The premise of Precious is so unsettling and bleak that no one would blame you if you didn't want to see it: It's the story of an obese 16-year-old illiterate Harlem girl who's pregnant (for the second time) by her own father, lives with her monstrously abusive mother, and has almost given up on life. But if you do see it, you'll find that it's compelling and artistic, punctuated with warm humor and masterful performances, and ultimately triumphant and hopeful.
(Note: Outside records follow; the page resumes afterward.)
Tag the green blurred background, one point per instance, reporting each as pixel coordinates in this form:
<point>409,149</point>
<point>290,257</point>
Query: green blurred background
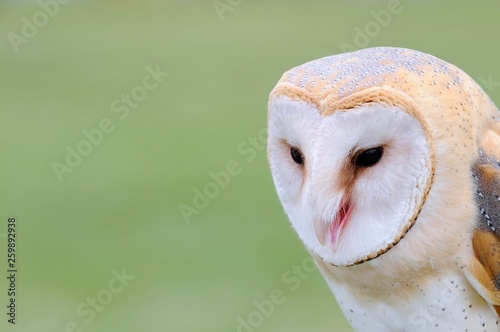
<point>119,208</point>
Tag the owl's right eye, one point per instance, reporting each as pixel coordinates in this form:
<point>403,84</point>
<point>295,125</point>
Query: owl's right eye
<point>297,155</point>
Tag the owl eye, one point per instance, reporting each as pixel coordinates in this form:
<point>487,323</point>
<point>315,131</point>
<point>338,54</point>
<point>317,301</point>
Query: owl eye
<point>369,157</point>
<point>297,155</point>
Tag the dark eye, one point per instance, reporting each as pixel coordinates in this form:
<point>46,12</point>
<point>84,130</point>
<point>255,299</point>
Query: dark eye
<point>369,157</point>
<point>297,155</point>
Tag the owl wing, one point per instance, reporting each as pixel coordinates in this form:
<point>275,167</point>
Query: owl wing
<point>484,270</point>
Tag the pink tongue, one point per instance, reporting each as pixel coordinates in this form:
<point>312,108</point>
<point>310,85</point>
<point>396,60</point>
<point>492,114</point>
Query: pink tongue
<point>338,224</point>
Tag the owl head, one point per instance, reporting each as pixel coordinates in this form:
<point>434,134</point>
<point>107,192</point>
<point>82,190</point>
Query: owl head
<point>368,148</point>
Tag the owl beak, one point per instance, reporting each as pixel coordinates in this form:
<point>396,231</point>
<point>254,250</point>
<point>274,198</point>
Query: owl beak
<point>329,233</point>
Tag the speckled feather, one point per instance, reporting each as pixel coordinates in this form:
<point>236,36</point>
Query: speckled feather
<point>461,255</point>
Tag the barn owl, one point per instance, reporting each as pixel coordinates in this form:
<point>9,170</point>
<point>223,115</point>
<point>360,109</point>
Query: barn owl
<point>386,162</point>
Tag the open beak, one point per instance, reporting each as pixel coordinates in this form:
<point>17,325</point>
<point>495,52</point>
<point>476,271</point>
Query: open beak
<point>329,233</point>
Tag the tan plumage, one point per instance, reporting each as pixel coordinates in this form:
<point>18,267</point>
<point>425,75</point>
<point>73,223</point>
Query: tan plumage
<point>390,258</point>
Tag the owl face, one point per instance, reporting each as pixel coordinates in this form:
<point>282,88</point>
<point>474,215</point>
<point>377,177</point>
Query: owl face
<point>352,181</point>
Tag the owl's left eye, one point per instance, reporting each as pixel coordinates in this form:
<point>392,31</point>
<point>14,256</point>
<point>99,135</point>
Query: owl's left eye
<point>297,155</point>
<point>369,157</point>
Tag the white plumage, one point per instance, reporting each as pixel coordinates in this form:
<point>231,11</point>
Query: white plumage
<point>376,158</point>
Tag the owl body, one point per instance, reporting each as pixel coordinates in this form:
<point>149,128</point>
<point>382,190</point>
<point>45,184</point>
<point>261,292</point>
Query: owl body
<point>437,302</point>
<point>385,161</point>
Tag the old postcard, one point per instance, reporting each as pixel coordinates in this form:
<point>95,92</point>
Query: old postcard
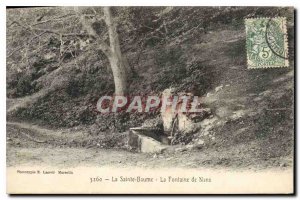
<point>150,100</point>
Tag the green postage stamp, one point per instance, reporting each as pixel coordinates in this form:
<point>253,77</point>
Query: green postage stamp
<point>266,42</point>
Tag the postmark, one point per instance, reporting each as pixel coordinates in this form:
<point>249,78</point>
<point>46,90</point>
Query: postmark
<point>266,42</point>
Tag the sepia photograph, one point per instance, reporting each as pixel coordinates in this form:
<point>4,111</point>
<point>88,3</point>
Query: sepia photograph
<point>150,100</point>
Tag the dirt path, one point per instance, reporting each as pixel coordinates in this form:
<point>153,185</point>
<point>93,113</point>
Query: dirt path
<point>22,149</point>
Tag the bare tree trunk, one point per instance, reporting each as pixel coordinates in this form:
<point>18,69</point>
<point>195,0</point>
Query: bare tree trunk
<point>119,64</point>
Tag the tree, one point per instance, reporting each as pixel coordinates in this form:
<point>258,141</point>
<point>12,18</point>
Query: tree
<point>118,62</point>
<point>69,35</point>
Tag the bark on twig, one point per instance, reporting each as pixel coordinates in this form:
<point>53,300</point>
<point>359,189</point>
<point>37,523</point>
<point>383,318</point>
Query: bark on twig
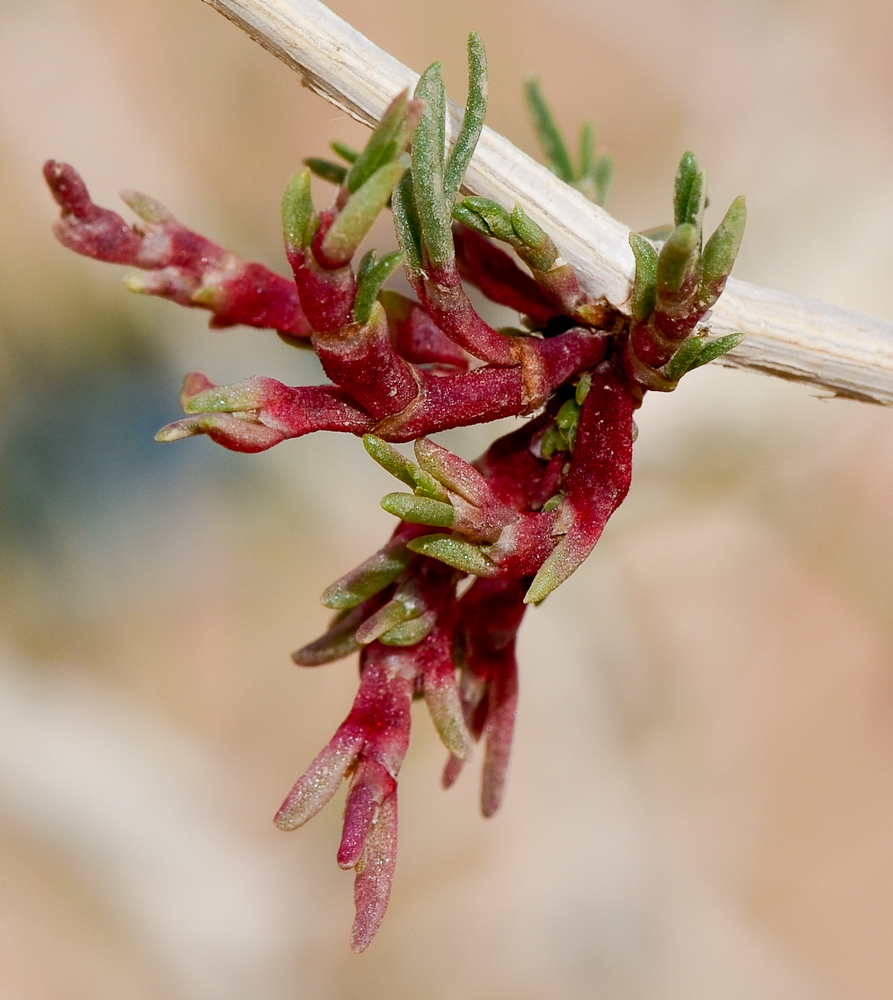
<point>787,336</point>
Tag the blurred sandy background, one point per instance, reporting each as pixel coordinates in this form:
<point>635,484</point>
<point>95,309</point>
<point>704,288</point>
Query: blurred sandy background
<point>701,796</point>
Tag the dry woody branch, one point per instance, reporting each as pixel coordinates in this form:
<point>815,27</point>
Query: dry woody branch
<point>835,349</point>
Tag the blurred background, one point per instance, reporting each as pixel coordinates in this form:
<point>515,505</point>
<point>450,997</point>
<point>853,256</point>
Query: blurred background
<point>700,802</point>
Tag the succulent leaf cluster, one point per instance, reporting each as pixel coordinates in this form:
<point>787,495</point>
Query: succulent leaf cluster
<point>436,611</point>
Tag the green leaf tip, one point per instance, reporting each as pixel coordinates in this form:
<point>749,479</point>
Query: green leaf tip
<point>410,632</point>
<point>369,281</point>
<point>399,466</point>
<point>697,352</point>
<point>557,155</point>
<point>428,152</point>
<point>677,258</point>
<point>539,250</point>
<point>717,348</point>
<point>297,210</point>
<point>456,552</point>
<point>363,207</point>
<point>645,285</point>
<point>328,171</point>
<point>419,510</point>
<point>685,178</point>
<point>368,579</point>
<point>472,120</point>
<point>721,250</point>
<point>388,140</point>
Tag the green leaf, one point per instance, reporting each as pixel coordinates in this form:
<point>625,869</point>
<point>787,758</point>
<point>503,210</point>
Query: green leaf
<point>568,414</point>
<point>410,632</point>
<point>403,469</point>
<point>297,208</point>
<point>697,199</point>
<point>684,358</point>
<point>547,132</point>
<point>369,282</point>
<point>328,171</point>
<point>455,552</point>
<point>468,217</point>
<point>428,150</point>
<point>354,221</point>
<point>369,578</point>
<point>677,258</point>
<point>497,219</point>
<point>344,151</point>
<point>472,120</point>
<point>382,146</point>
<point>645,285</point>
<point>394,613</point>
<point>721,250</point>
<point>716,348</point>
<point>406,224</point>
<point>419,510</point>
<point>539,250</point>
<point>685,176</point>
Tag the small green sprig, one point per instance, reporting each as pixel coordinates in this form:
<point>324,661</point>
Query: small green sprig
<point>423,201</point>
<point>592,176</point>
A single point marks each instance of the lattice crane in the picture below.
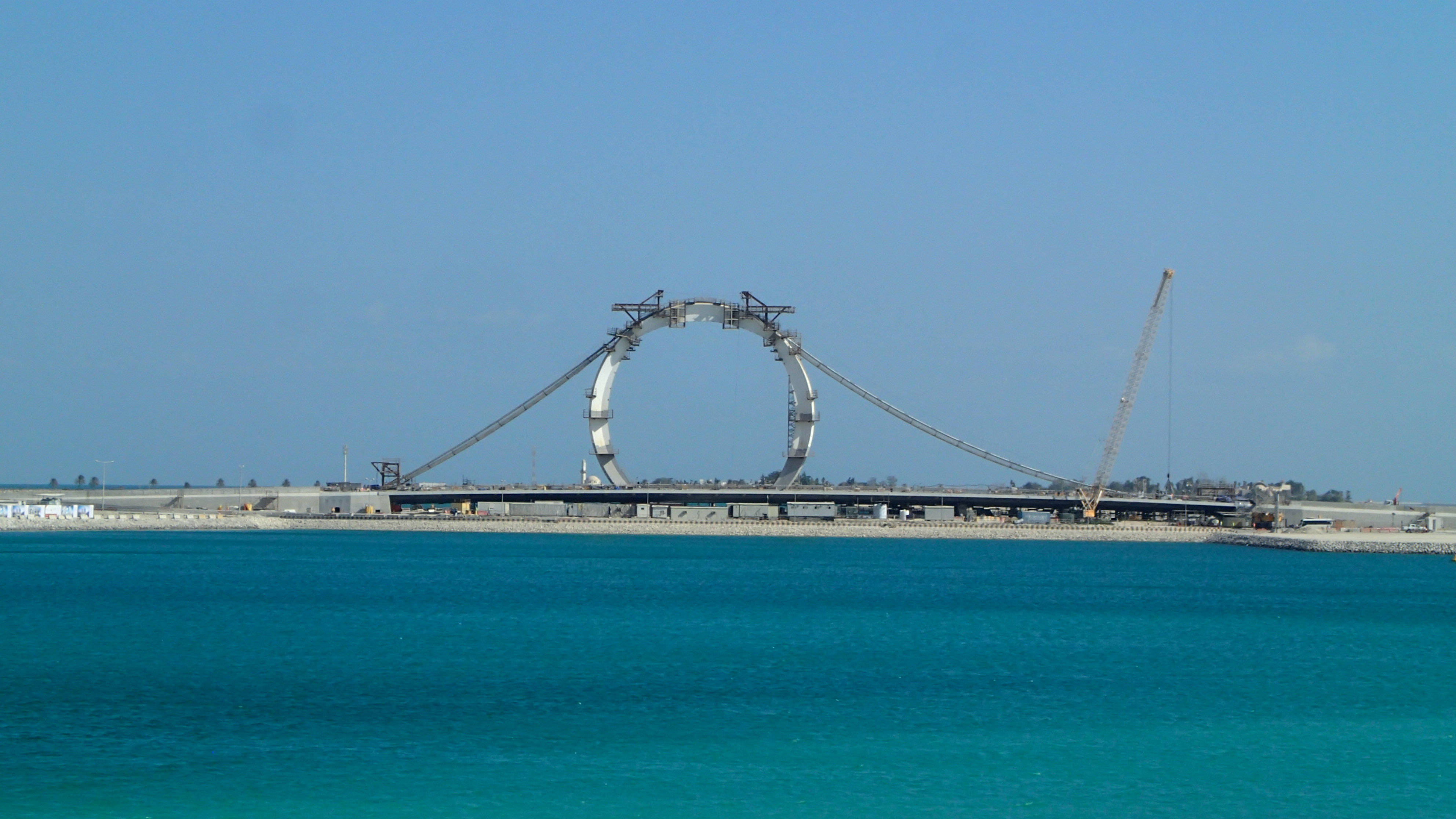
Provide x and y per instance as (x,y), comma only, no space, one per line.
(1092,496)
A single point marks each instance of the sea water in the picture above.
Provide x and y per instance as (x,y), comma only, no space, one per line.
(352,674)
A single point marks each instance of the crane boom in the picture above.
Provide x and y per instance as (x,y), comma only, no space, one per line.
(1125,404)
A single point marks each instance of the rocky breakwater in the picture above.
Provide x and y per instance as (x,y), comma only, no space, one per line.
(1384,543)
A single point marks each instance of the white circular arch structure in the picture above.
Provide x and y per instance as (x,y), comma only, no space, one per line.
(752,315)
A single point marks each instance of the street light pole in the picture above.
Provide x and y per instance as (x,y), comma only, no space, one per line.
(104,481)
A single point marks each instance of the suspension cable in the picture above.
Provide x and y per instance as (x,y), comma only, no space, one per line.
(928,429)
(509,417)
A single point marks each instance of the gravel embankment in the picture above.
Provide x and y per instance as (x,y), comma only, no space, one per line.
(1395,543)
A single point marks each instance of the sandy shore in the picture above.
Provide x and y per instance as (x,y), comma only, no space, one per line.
(1398,543)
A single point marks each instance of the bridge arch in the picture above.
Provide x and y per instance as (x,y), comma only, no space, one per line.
(750,315)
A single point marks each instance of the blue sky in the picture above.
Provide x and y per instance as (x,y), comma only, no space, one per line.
(252,234)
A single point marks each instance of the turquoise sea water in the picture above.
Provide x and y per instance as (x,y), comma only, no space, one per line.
(318,674)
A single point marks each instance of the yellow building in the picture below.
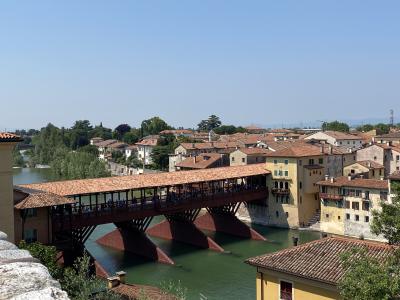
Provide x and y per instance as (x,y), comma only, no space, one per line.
(7,143)
(347,202)
(295,171)
(307,272)
(370,169)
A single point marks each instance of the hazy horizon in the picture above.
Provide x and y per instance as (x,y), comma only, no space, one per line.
(253,62)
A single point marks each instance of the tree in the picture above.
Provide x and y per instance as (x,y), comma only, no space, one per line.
(81,285)
(335,126)
(212,122)
(154,126)
(387,221)
(367,278)
(121,130)
(47,256)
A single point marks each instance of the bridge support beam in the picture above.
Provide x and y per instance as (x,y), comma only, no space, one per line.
(223,219)
(131,237)
(180,227)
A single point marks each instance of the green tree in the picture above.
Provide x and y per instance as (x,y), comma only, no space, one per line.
(154,126)
(81,285)
(47,255)
(367,278)
(335,126)
(387,221)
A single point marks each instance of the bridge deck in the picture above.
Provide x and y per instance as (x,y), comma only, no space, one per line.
(125,183)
The girl is named Claireece "Precious" Jones (she goes by Precious), and she's played with astonishing rawness by newcomer Gabourey Sidibe. Narrating the film, Precious tells us the grim facts. Beyond the ones already noted, she is still in junior high school (where she's dumbly in love with her kindly math teacher); her first child, born with Down syndrome, is technically in her mother's custody but is actually cared for by her grandmother; and her mother, Mary (Mo'Nique), is a welfare-absorbing harridan who abuses Precious in every possible way, hating her daughter for "stealing" her man. Precious did no such thing, of course -- she was raped by her father -- but Mary is not interested in details.
Precious is directed by her principal to an alternative school called Each One Teach One. Her class is populated by other girls who dropped out or were kicked out of public schools for various reasons; it's telling that even in such a motley group, Precious is still the most timid, the most withdrawn, and the most messed-up. The teacher, Ms. Rain (Paula Patton), is dedicated to her work, perhaps the first adult to ever take a genuine interest in helping Precious. The other students might be Precious' first friends, too.
Sapphire, the pen name of a New York poet who has worked with at-risk teens like those in the book, published her novel, called Push, in 1996, and it's taken this long for someone to figure out how to film it. (It premiered at Sundance under the title Push: Based on a Novel by Sapphire, but was changed to Precious to avoid confusion with the other 2009 film called Push.) That someone is Lee Daniels, who produced Monster's Ball and The Woodsman, so he's pretty well-versed in harrowing subject matter. I didn't see his directorial debut, Shadowboxer (I understand it has scenes of Cuba Gooding Jr. doin' it with Helen Mirren), but Push is an impressive sophomore effort. Daniels (working from a screenplay by first-timer Damien Paul) directs boldly and confidently, never exploitative of the film's subject matter, never wallowing in the depravity, yet not overly cautious or safe, either. Nothing is watered down. He shows us as much as we need to see, artfully conveying Precious' stark situation without fixating on the sordid details. It helps that Precious tends to retreat into her imagination, giving Daniels a way to rescue us from the situation, too.
Sidibe's performance as Precious is fantastic -- fully realized, perfectly authentic, and without a hint of contrivance. It's the sort of debut that will either be followed by a stellar career, or that she'll never be able to live up to. I hope we get a chance to see what else she can do. Meanwhile, there are eye-opening turns by Mo'Nique, who helps us understand Precious' mother's frame of mind without making her sympathetic; and Mariah Carey, who's almost unrecognizably un-glamorous as a social worker.
Precious, in addition to her physical problems, lacks even basic self-esteem, and the film is largely about her journey toward normalcy. Things will never be super-awesome for her; the point is that she can learn to cope with life and find a semblance of happiness and self-respect. She sums up her attitude thus: "The other day, I cried. I felt stupid. But you know what? F*** that day." That day is gone. What happens today and tomorrow is what's important. That feeling of hopefulness, not the awfulness that precedes it, is what you'll take with you when the film is over.